Picture a middle school where pupils are quietly taken away to be tested for drugs.
That is state Sen. Ron Silver's vision for Florida.
The Democrat from North Miami Beach, who said he experimented with marijuana in college, has filed a bill that would set up random drug testing for middle and high school students in public schools, and stop kids who aren't drug free from getting driver's licenses.
"I don't see a problem with this if you do it the right way," said Silver, a lawyer usually considered an ally of liberal groups such as the American Civil Liberties Union. For example, he said schools could "keep it quiet" on which students would be tested on a given day.
The ACLU says Silver is heading down a path that could violate constitutional rights.
"What kind of message are you sending to kids? I'd say the message is you have no right of privacy and the government can do anything it wants," said ACLU lobbyist Larry Spalding.
Now, the law allows school officials to search a student's locker if they have reasonable suspicion that an illegal substance or object is inside. Federal courts have upheld random drug testing for athletes.

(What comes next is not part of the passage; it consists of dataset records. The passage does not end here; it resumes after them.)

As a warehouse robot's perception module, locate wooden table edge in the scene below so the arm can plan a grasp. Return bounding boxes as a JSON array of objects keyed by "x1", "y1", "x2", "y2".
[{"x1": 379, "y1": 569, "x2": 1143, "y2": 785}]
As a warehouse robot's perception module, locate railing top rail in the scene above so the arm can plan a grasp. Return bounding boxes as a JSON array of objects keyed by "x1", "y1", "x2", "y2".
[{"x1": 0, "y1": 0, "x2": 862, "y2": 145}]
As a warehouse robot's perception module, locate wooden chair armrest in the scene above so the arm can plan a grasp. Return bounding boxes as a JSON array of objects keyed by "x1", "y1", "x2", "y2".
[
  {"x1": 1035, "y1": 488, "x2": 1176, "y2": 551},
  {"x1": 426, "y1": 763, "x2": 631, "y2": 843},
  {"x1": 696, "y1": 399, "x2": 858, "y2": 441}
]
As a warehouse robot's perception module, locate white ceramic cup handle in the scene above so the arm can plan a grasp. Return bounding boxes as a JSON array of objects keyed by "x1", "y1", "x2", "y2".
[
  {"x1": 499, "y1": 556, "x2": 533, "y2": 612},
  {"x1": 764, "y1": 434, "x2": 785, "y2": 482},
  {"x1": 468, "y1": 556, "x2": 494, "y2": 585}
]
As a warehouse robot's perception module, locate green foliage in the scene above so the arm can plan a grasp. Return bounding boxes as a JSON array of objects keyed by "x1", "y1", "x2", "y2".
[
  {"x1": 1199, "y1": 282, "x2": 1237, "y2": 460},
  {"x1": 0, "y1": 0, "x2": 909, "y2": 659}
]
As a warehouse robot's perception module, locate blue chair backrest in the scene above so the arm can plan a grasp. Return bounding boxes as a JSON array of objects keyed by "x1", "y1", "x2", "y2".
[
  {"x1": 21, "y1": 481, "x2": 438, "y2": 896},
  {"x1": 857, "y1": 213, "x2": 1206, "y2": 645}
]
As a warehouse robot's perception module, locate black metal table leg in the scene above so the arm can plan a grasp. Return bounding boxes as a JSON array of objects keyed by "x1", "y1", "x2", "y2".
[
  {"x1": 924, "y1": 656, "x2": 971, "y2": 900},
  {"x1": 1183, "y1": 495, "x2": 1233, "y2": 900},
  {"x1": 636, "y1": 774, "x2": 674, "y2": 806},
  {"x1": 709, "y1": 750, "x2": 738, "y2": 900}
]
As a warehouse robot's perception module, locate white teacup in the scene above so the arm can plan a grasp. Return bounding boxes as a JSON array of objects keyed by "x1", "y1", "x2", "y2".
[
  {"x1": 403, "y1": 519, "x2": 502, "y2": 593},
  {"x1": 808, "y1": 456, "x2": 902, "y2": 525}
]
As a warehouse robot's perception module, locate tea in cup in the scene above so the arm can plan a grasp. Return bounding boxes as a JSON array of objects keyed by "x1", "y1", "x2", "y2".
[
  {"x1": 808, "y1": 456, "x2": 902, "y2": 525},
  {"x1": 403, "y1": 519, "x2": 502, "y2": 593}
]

Spalding said testing to ensure the integrity of sports programs is limited in scope. He doesn't think courts would uphold widespread student drug testing.
Education Commissioner Frank Brogan is concerned about the cost of such a program as well, a spokesman said. There are more than 1-million middle and high school students in Florida, and the fee for a drug test could range from $10 to $35, according to a legislative analysis.
Silver said his bill is not likely to get approval from the House and Senate this session because of the constitutional issues involved. But he would at least like to open a debate on the issue. Tuesday, he asked that the Senate Education Committee postpone action on his bill because there wasn't ample time to discuss it.
Silver said he spoke to President Clinton about the issue last week, when Clinton visited Florida. The president said he would arrange an appointment between Silver and White House drug czar Barry McCaffrey, Silver said.
Recent studies showing increasing use of drugs by teens prompted him to file the bill, Silver said. He acknowledged that he tried marijuana once or twice as a college student about 30 years ago.